# Suggest Best 2.1 speakers under 3k



## supernova (Jun 26, 2006)

Hi,
I want to buy a good 2.1 speakers for attaching em to my laptop. I want to use them more often for music, videos.

My current consideration is Altec Lansing ATP3.
Please suggest some good options from logitech, Creative in similar price range...

Thanks


----------



## supernova (Jun 27, 2006)

Can anyone help???


----------



## suave_guy (Jun 27, 2006)

ur current choice is the best one u can get under 3K i.e. altec ATP3....the other contenders are creative inspire 2.1 or logitech x-230 but overall ATP3 is the winner...

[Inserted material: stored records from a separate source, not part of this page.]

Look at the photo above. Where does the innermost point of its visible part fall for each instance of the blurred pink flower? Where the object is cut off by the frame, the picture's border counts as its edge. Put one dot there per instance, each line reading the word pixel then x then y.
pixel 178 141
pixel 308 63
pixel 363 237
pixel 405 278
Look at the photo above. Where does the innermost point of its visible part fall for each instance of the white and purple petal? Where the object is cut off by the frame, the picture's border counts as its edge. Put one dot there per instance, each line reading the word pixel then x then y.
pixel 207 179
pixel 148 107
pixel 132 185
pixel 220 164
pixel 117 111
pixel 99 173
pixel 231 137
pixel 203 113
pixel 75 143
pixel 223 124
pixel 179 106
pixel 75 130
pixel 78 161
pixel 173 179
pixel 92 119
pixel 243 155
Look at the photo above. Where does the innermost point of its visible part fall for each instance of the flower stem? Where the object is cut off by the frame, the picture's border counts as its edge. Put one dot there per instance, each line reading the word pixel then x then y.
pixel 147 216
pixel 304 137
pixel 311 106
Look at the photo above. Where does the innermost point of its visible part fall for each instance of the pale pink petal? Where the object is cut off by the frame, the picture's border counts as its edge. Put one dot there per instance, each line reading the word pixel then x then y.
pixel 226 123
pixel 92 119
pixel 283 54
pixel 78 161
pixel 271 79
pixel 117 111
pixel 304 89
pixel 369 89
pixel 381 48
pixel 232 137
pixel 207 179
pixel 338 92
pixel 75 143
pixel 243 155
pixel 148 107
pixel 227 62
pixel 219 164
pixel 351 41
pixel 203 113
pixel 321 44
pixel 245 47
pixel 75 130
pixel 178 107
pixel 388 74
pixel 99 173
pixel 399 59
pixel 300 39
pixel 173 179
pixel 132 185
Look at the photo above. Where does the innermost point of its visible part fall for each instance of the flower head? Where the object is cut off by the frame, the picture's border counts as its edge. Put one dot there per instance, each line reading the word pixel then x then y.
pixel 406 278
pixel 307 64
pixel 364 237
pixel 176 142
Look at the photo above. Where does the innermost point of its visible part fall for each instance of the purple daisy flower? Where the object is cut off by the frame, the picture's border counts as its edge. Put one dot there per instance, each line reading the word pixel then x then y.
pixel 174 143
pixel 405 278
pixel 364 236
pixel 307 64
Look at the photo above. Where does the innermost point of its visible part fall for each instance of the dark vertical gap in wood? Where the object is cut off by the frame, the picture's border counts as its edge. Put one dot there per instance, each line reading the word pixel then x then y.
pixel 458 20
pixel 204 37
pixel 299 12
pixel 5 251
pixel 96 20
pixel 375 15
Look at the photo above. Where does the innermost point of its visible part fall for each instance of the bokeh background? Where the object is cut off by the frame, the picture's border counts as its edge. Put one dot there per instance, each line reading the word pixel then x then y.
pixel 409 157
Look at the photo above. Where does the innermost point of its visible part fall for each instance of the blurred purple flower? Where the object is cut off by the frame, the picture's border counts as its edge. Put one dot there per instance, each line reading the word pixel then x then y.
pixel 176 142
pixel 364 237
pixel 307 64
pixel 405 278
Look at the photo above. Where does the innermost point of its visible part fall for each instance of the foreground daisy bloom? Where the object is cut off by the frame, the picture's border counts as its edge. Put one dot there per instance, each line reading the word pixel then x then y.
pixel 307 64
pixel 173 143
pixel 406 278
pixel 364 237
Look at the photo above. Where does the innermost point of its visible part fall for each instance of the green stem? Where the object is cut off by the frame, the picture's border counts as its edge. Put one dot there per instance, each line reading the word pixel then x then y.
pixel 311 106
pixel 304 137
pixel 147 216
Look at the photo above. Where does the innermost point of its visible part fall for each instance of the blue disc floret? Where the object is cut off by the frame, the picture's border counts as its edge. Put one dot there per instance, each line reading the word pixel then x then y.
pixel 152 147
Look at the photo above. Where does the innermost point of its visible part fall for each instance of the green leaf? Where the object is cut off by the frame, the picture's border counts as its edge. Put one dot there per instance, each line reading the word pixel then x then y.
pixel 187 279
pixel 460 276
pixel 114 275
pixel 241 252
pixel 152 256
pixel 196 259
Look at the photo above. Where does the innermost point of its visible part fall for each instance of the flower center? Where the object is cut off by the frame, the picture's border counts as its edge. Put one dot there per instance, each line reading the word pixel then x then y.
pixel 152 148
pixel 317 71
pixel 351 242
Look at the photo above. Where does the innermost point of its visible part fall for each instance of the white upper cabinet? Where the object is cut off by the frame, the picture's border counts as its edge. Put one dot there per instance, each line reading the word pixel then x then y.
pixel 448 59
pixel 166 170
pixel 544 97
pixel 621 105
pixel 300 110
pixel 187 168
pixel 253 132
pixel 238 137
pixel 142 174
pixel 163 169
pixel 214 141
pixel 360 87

so without giving any second thoughts go for ATP3...

ENjoy...


----------



## shovik (Jun 28, 2006)

Logitech X-230 is the best in class speakerand also the Creative SBS 370. Altec Lansing ATP3 is very weak in case of BASS reproduction. 

Regards,
Shovik


----------



## john_the_ultimate (Jun 28, 2006)

Well I have ATP3 and must say that u have to hear it to believe. Other suggestion would be Logitech X-230 or creative inspire 2500/3000 (if it comes witin ur budget). 
Don't go for SBS 370 (they are good but not in the same league as the other models suggested).


----------



## hermit (Jun 28, 2006)

ATP 3 rocks , trust me ,bass is not at all weak .


----------



## chota_rod_waala (Jun 28, 2006)

john_the_ultimate said:
			
		

> Well I have ATP3 and must say that u have to hear it to believe. Other suggestion would be Logitech X-230 or creative inspire 2500/3000 (if it comes witin ur budget).
> Don't go for SBS 370 (they are good but not in the same league as the other models suggested).


wtf u always tell u have to hear to believe

tell how is it compared to creative inspire 2500 and logitech x-230

I heard Creative SBS Rs 1100 in my frnd ,and they were much better than inspire 2500.
but speakers dead in 3 months


----------



## Geforce (Jun 28, 2006)

I have heard both creative SBS370 and Altec lansing ATP3.....you can't compare them.

ATP3 is a different league.....bass is really good.

Creative one ...well what can i say....its bass sucks actually, seems to have a very small powered woofer.....if you increase the bass volume for more effect it distorts.....so one really has to listen at very low to mid volume level.


----------



## goobimama (Jun 28, 2006)

YOU have to make the choice. Sound is very subjective. I would suggest the ATP-3 or the Logitech X-230. Not the creative SBS, inspire is OK, but not the SBS.


----------



## supernova (Jun 28, 2006)

Thanks a lot guys...

Even i have heard creative inspire and ATP3... i know they are in different league. However, what about Logitech X230.

Now my choice is between ATP3 and logitech X230 (I havn't heard logitech... so tell me if someone has tried it)


----------



## supernova (Jul 4, 2006)

Guys thank you for the advise...

Finally purchased ATP3 @ 2530/- from Nehru Place, Delhi


----------



## akshayt (Jul 4, 2006)

Altec Lansing 251 (45/60 watts rms at the min) for around 3700 or so
this is 5.1ch

if you can't afford it then go for atp 3


----------



## supernova (Jul 5, 2006)

akshayt said:
			
		

> Altec Lansing 251 (45/60 watts rms at the min) for around 3700 or so
> this is 5.1ch
> 
> if you can't afford it then go for atp 3



But i wanted 2.1 only... 
anyway thnks.


----------